Aya Lamadrid

“Aren’t you scared?” my friend asked.

“Scared of what?” I uttered as I took a sip of my favorite salted caramel milk tea that we ordered.

“Of — of the possibility, of living alone? Of not being able to experience love? You know, the usual narratives portraying the life of our community, especially that of ours.”

I was stunned for a moment. I looked away and tried to find the answers in the view of accelerating cars and pedestrians walking. My friends know me for having lots of fears, and seeing me coming out of my own shell and taking risks is like them seeing an eclipse – it still happens, once in a blue moon.

“I used to. I used to be scared.”

I remember when I first came out to my mom — oh yes, because I came out twice. First, as a member of the LGBTQI community and second as a transgender woman. When I first came out, my mom warned me to protect my heart at all costs from men who are advantageous and have nothing but dark intentions. I was riding a bus heading to Tagaytay when I read her text and that instantly brought me to tears (of joy). Some passengers were even looking at me with curiosity and pity. In all fairness, my mom did not fail to make me cry the second time I came out; the only difference was that the tears that came out from my eyes were not of joy but of pain and anguish.  I could never forget when she said, “Prepare yourself to grow old alone. You chose that path so be ready for the repercussions.”
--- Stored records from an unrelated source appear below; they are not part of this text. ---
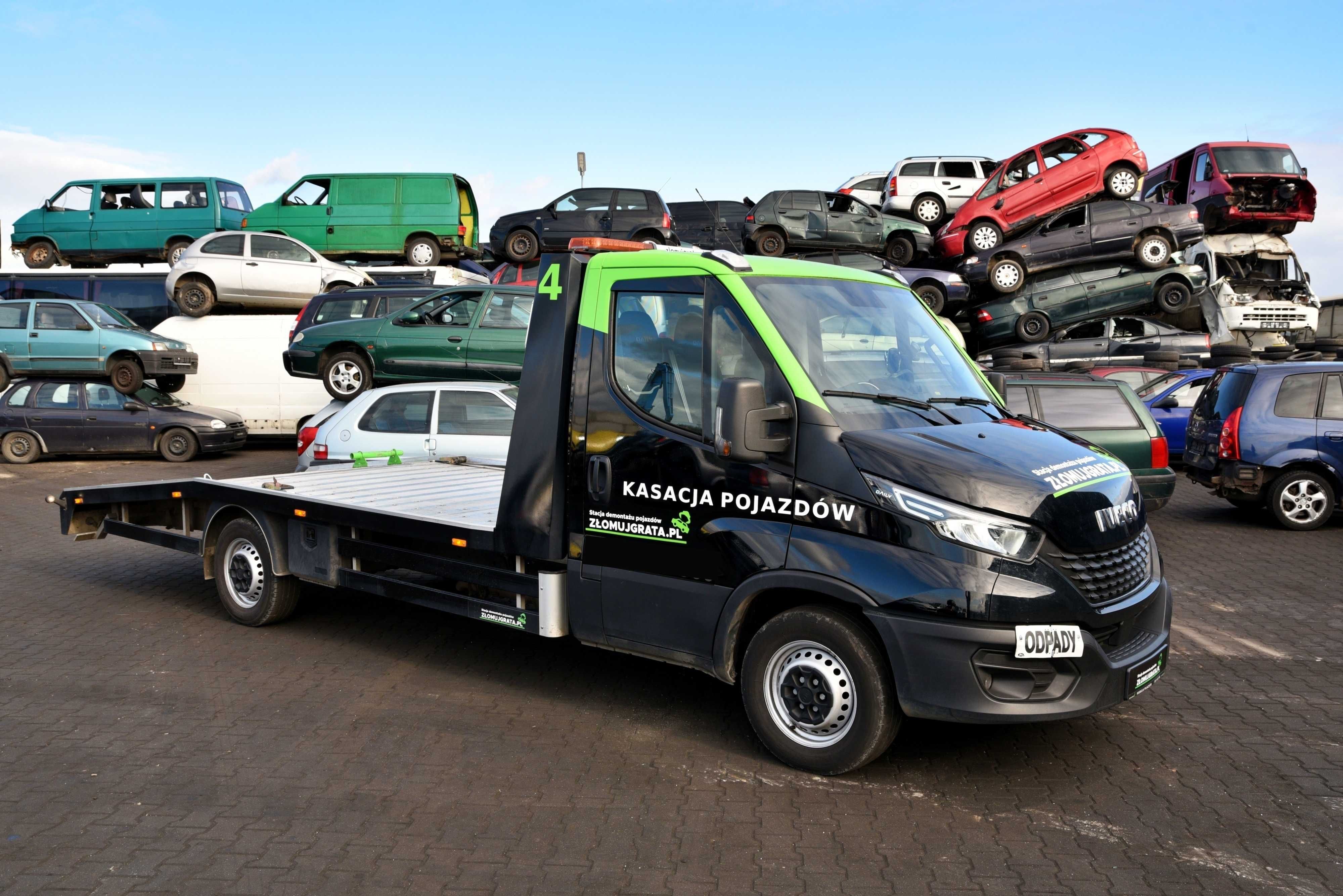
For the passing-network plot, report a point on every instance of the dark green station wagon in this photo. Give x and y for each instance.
(468, 332)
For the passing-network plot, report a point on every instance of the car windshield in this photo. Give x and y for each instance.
(875, 339)
(1256, 160)
(153, 398)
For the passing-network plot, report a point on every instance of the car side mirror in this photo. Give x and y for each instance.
(742, 418)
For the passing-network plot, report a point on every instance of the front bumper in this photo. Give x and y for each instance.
(949, 669)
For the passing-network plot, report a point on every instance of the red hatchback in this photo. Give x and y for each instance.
(1039, 182)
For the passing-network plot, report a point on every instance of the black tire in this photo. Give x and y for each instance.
(127, 375)
(246, 581)
(39, 254)
(347, 375)
(1153, 250)
(194, 297)
(982, 237)
(1006, 275)
(422, 252)
(929, 210)
(20, 448)
(522, 246)
(1033, 327)
(1121, 183)
(175, 249)
(178, 445)
(1301, 500)
(933, 296)
(818, 645)
(900, 250)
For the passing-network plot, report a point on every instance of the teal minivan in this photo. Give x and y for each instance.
(419, 217)
(148, 220)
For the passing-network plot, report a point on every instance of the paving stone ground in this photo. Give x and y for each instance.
(151, 746)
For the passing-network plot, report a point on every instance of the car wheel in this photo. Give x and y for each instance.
(900, 250)
(1153, 250)
(1301, 500)
(984, 237)
(422, 252)
(818, 692)
(1032, 327)
(522, 246)
(194, 299)
(1173, 299)
(39, 254)
(178, 445)
(20, 448)
(347, 375)
(127, 375)
(930, 210)
(1006, 275)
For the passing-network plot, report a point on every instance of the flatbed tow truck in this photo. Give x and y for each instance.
(781, 473)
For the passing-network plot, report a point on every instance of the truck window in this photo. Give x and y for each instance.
(399, 413)
(659, 355)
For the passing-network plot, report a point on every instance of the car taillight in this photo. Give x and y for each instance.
(1229, 442)
(1161, 453)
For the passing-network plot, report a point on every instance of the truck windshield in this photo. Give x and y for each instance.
(869, 338)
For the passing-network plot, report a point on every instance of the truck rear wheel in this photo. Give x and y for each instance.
(246, 579)
(818, 692)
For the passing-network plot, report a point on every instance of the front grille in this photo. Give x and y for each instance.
(1110, 574)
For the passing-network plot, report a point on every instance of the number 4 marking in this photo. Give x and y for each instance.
(550, 284)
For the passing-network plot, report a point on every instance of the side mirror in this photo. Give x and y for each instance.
(741, 421)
Well, that was harsh. Should coming out be at the cost of losing the chance of experiencing romantic love? Should embracing my truth be at the expense of living alone until my last breath? Why does life have to be this unfair for us who are just accepting ourselves?

In hindsight, I began to realize that my mom did not intend to hurt me; she just wanted me to not set idealistic thoughts but rather to expect for the worst. The world is far from perfection, and I am not an exception.

“I was scared because I was a fan of romance – from novels to movies. I feared not being able to experience the love that brought me in this world, the very reason for my existence. I said, was. Because now, I am learning that not having a man by your side until your hairs turn white is not a dealbreaker. For happiness does not revolve around romantic love. I found love in coming home being welcomed by my fur baby wagging his tails. I found love in waking up early in the morning and having my cup of coffee while waiting for the sun to rise. I found love in night walks. I found love in cooking. I found love, and that brought me genuine happiness.”